Top Hits aggregation not working with rescoring despite 2.4.2 fix


(Janek Bevendorff) #1

Hey there,

I have a large collection of web documents which I want to search. In order to do that I run a fast match query over all documents and then rescore the top N hits. To avoid getting, e.g., only Wikipedia pages when searching for "wikipedia", I want to aggregate by domain name using a top hits aggregation. After hours of debugging I finally found out why it wasn't working and that the bug was fixed in Elasticsearch 2.4.2.
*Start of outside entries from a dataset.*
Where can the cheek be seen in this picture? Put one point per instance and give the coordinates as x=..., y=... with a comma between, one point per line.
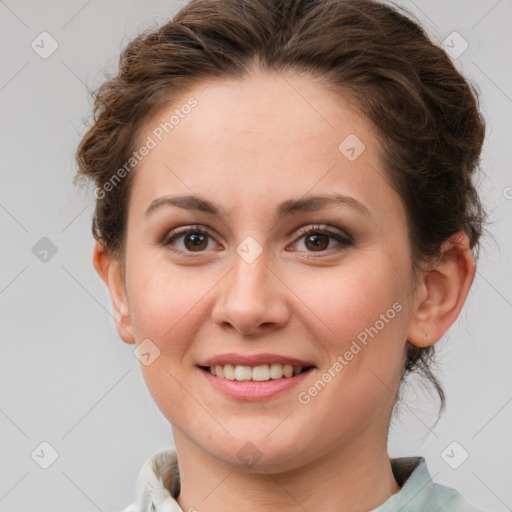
x=351, y=299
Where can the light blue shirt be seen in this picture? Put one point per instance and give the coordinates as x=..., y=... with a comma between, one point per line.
x=158, y=484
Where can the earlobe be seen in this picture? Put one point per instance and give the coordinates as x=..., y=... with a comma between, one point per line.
x=110, y=271
x=445, y=287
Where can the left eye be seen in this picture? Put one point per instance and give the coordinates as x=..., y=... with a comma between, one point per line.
x=319, y=240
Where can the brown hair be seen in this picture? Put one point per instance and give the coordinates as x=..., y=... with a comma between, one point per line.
x=426, y=113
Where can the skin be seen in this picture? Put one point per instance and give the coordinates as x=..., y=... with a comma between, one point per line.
x=248, y=146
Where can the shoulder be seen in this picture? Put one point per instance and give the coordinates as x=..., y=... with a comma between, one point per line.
x=449, y=499
x=419, y=493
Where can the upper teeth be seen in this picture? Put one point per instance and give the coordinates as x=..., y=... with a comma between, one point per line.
x=258, y=373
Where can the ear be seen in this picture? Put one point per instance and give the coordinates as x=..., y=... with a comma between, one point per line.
x=110, y=270
x=442, y=292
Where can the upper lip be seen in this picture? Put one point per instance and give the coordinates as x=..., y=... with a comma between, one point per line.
x=253, y=360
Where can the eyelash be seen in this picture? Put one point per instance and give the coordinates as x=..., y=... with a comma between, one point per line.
x=343, y=239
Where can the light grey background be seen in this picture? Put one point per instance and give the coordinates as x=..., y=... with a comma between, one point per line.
x=68, y=380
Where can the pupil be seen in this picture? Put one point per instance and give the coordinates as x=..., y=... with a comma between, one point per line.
x=316, y=240
x=197, y=240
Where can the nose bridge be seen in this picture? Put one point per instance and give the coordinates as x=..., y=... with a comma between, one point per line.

However, I have the problem that my max aggregation which I use to order the buckets still doesn't work. My aggregation looks like this:

final AggregationBuilder aggregation = AggregationBuilders.terms("hosts")
            .field("warc_target_hostname_raw")
            .order(Terms.Order.aggregation("top_score", false))
            .subAggregation(AggregationBuilders.topHits("top_sites").setSize(4))
            .subAggregation(AggregationBuilders.max("top_score").script(new Script("_score")));

which translates to this JSON:

{
  "hosts": {
    "terms": {
      "field": "warc_target_hostname_raw",
      "order": {
        "top_score": "desc"
      }
    },
    "aggregations": {
      "top_sites": {
        "top_hits": {
          "size": 4
        }
      },
      "top_score": {
        "max": {
          "script": {
            "inline": "_score"
          }
        }
      }
    }
  }
}

It turns out, the "_score" script still uses the old scores before rescoring and I only get garbage results. I can remove the max aggregation altogether, but then my query is terribly slow and buckets aren't sorted by their top ranked documents which makes the aggregation useless.

Is there any way to work around this problem or does this need another fix in Elasticsearch?


(system) #2

This topic was automatically closed 28 days after the last reply. New replies are no longer allowed.